Chemical reactions on nanotube surfaces generally kill their limited natural fluorescence, Weisman said. But the new process actually enhances the intensity and shifts the wavelength.

He expects the breakthrough, reported online in the journal Science, to expand opportunities for biological and material uses of CNTs, from the ability to track them in single cells to novel lasers.

Best of all, the process of making these bright nanotubes is incredibly easy — "simple enough for a physical chemist to do," said Weisman, a physical chemist himself.

He and primary author Saunab Ghosh, a graduate student in his lab, discovered that a light touch was key. "We’re not the first people to study the effects of ozone reacting with nanotubes," Weisman said. "That’s been done for a number of years. But all the prior researchers used a heavy hand, with a lot of ozone exposure. When you do that, you destroy the favorable optical characteristics of the nanotube. It basically turns off the fluorescence. In our work we only add about one oxygen atom for 2,000-3,000 carbon atoms, a very tiny fraction."

Ghosh and Weisman started with a suspension of nanotubes in water and added small amounts of gaseous or dissolved ozone. Then they exposed the sample to light. Even light from a plain desk lamp would do, they reported.

Most sections of the doped nanotubes remain pristine and absorb infrared light normally, forming excitons, quasiparticles that tend to hop back and forth along the tube — until they encounter oxygen.
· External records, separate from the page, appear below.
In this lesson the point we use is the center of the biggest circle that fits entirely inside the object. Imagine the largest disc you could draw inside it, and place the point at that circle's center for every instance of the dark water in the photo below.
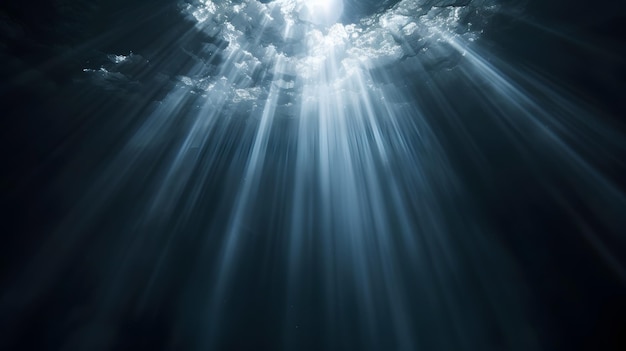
(552, 233)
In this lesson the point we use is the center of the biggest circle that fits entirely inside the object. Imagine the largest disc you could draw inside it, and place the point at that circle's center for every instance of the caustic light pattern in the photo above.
(301, 152)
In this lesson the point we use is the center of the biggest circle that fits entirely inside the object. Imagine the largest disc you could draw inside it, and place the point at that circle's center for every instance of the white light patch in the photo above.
(322, 12)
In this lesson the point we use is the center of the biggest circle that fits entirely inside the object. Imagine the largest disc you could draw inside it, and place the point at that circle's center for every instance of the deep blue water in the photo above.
(480, 206)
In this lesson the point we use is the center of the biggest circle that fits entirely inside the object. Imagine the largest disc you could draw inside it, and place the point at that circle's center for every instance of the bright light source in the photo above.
(322, 12)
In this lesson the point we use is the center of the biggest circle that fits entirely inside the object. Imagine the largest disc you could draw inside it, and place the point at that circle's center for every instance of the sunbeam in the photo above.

"An exciton can explore tens of thousands of carbon atoms during its lifetime," Weisman said. "The idea is that it can hop around enough to find one of these doping sites, and when it does, it tends to stay there, because it’s energetically stable. It becomes trapped and emits light at a longer (red-shifted) wavelength. Essentially, most of the CNT is turning into an antenna that absorbs light energy and funnels it to the doping site. We can make nanotubes in which 80 to 90% of the emission comes from doped sites," he said.

Lab tests found the doped nanotubes’ fluorescent properties to be stable for months.

Weisman said treated nanotubes could be detected without using visible light. "Why does that matter? In biological detection, any time you excite at visible wavelengths, there’s a little bit of background emission from the cells and from the tissues. By exciting instead in the infrared, we get rid of that problem," he said.

The researchers tested their ability to view doped nanotubes in a biological environment by adding them to cultures of human uterine adenocarcinoma cells. Later, images of the cells excited in the near-infrared showed single nanotubes shining brightly, whereas the same sample excited with visible light displayed a background haze that made the tubes much more difficult to spot.

His lab is refining the process of doping nanotubes, and Weisman has no doubt about their research potential. "There are many interesting scientific avenues to pursue," he said. "And if you want to see a single tube inside a cell, this is the best way to do it. The doped tubes can also be used for biodistribution studies.

"This isn’t an expensive or elaborate process," Weisman said. "Some reactions require days of work in the lab and transform only a small fraction of your starting material. But with this process, you can convert an entire nanotube sample very quickly."

The paper’s co-authors include Rice research scientist Sergei Bachilo, research technician Rebecca Simonette and Kathleen Beckingham, a Rice professor of biochemistry and cell biology.